Le date fondamentali sono il 16 19 23 dicembre. Il 16 viene arrestato a Malpensa Mohammed Abedini (Iran), il 19 in Iran viene catturata Cecilia Sala, il 23 il direttore generale dei servizi annuncia le sue dimissioni. L’arresto a Malpensa faceva prevedere una ritorsione iraniana, secondo consuetudine. Nessuno si allerta e la Sala rimane nella rete. Anziché rimediare il malfatto e lavorare pancia a terra, il direttore generale il 23 fa scoppiare una grana all’interno dei Servizi. Annuncia le sue dimissioni, disassando vieppiù un organismo delicato e sotto pressione e che sicuramente era in sofferenza per l’accaduto. Roba non da civil servant, ma da rematore retroverso. Quasi un maramaldo. Ma come in un western d’antan arriva la cavalleria e il deep state fa cilecca.

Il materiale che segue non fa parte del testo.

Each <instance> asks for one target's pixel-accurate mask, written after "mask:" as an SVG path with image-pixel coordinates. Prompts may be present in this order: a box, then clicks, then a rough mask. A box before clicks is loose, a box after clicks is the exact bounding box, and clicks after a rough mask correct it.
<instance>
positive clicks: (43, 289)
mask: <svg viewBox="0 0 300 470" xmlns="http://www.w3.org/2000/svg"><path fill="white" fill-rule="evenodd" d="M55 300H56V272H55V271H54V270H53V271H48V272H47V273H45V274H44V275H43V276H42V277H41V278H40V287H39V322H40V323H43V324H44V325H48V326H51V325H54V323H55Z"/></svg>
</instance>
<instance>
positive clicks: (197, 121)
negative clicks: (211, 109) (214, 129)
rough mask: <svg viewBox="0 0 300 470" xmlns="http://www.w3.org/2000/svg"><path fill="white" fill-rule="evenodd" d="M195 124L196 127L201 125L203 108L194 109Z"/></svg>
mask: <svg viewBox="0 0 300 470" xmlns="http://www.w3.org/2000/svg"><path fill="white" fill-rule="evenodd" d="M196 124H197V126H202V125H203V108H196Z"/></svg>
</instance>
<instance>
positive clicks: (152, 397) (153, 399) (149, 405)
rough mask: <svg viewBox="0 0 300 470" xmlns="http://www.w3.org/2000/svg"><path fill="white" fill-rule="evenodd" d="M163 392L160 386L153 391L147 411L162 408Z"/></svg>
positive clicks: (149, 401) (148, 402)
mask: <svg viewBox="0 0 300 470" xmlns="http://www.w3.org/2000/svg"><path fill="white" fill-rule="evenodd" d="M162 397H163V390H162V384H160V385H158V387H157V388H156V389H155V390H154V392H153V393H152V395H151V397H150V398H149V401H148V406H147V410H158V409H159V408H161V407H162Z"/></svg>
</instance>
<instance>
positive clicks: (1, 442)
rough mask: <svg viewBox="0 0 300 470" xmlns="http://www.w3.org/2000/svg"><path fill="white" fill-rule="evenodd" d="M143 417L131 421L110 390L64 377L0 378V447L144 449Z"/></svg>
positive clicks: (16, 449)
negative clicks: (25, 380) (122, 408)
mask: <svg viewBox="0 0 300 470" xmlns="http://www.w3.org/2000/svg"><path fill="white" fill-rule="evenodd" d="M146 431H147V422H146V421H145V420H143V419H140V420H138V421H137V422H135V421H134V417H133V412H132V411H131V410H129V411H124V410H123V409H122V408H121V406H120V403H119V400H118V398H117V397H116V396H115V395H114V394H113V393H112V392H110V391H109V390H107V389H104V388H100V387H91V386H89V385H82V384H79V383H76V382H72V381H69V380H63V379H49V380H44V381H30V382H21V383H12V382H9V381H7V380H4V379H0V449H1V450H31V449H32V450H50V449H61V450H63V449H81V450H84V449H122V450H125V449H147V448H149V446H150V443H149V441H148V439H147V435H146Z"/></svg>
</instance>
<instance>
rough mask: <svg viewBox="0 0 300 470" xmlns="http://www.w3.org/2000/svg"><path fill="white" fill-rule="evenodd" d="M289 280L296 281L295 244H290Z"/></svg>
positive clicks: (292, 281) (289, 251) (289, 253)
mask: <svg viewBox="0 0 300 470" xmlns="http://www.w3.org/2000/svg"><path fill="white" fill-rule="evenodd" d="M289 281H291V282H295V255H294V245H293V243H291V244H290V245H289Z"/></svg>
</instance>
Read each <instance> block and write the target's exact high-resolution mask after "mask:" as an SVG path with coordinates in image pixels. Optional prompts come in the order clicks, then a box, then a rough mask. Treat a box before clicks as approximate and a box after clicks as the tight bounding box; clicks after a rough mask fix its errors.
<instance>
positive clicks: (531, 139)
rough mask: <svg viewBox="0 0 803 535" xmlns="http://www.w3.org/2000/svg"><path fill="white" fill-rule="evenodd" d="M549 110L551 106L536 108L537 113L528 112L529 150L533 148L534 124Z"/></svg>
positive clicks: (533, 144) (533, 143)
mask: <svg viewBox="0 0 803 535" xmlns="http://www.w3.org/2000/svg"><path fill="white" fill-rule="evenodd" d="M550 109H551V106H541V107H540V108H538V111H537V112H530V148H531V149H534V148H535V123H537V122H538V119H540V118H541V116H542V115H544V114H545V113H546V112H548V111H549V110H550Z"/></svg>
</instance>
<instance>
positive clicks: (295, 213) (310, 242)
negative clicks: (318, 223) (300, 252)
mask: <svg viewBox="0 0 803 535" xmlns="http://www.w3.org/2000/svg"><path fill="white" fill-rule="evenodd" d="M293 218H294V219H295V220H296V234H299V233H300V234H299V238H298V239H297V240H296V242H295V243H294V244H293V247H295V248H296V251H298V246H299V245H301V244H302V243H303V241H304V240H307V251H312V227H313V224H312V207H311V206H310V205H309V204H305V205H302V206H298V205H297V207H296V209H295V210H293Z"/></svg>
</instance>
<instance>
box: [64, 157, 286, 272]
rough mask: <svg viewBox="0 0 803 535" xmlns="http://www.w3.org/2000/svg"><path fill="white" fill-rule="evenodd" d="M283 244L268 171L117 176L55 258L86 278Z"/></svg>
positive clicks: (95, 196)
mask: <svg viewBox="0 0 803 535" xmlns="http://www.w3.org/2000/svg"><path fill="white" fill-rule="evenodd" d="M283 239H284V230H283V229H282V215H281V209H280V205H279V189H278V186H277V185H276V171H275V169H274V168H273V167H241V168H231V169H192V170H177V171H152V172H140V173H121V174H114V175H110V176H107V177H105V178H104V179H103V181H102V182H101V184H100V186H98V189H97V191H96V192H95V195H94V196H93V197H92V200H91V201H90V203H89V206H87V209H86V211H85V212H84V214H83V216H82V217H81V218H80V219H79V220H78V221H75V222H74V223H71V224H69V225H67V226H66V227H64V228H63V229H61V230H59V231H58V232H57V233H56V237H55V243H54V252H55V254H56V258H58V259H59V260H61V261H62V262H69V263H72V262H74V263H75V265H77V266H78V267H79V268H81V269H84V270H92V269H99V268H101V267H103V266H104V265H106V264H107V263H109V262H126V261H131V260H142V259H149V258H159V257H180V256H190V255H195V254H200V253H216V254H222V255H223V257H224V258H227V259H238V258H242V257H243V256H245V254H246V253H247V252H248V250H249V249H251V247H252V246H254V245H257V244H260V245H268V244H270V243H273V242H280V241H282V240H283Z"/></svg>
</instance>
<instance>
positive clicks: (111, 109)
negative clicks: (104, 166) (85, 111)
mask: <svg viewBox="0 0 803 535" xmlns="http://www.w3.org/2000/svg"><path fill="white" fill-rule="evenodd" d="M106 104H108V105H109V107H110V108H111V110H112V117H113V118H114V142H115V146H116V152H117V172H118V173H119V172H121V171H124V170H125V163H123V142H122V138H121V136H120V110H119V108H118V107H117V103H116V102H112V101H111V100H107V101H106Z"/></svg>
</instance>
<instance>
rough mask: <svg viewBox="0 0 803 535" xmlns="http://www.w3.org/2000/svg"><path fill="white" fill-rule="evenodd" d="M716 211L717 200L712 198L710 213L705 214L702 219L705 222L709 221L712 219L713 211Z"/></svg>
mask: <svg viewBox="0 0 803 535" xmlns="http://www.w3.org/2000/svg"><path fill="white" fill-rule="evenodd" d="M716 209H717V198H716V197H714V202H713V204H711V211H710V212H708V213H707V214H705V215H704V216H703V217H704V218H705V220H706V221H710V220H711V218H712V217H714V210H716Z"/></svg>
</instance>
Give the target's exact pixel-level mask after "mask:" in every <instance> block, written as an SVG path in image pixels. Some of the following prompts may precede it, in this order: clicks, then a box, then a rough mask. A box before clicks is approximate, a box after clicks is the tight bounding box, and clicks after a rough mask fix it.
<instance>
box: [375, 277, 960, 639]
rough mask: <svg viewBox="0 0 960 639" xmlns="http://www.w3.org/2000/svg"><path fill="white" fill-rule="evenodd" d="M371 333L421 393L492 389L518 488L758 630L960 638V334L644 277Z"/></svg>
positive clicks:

La faccia tosta e il situazionismo della premier rompe gli schemi e la Sala torna a casa.I particolari non saranno vagliati qui . Ma Meloni ha avuto la conferma che i presunti amici e i nuovi soci sono subdoli nemici, che la competenza e la lealtà di pochi collaboratori conta ben più che la stolta fedeltà dei troppi beneficiati. Che l’interesse nazionale non passa attraverso i diktat europei, né le azioni di accreditamento personale, ma attraverso una logica di comunità, di affermazione del rispetto dovuto e nell’affermazione degli interessi e delle logiche proprie del paese. Un’Italia così potrebbe essere leader, guida, persino ricca, degna di considerazione in Usa, come in Iran, in Russia, in ogni zona calda del pianeta. Forse si è ancora in tempo a cambiare strada e postura.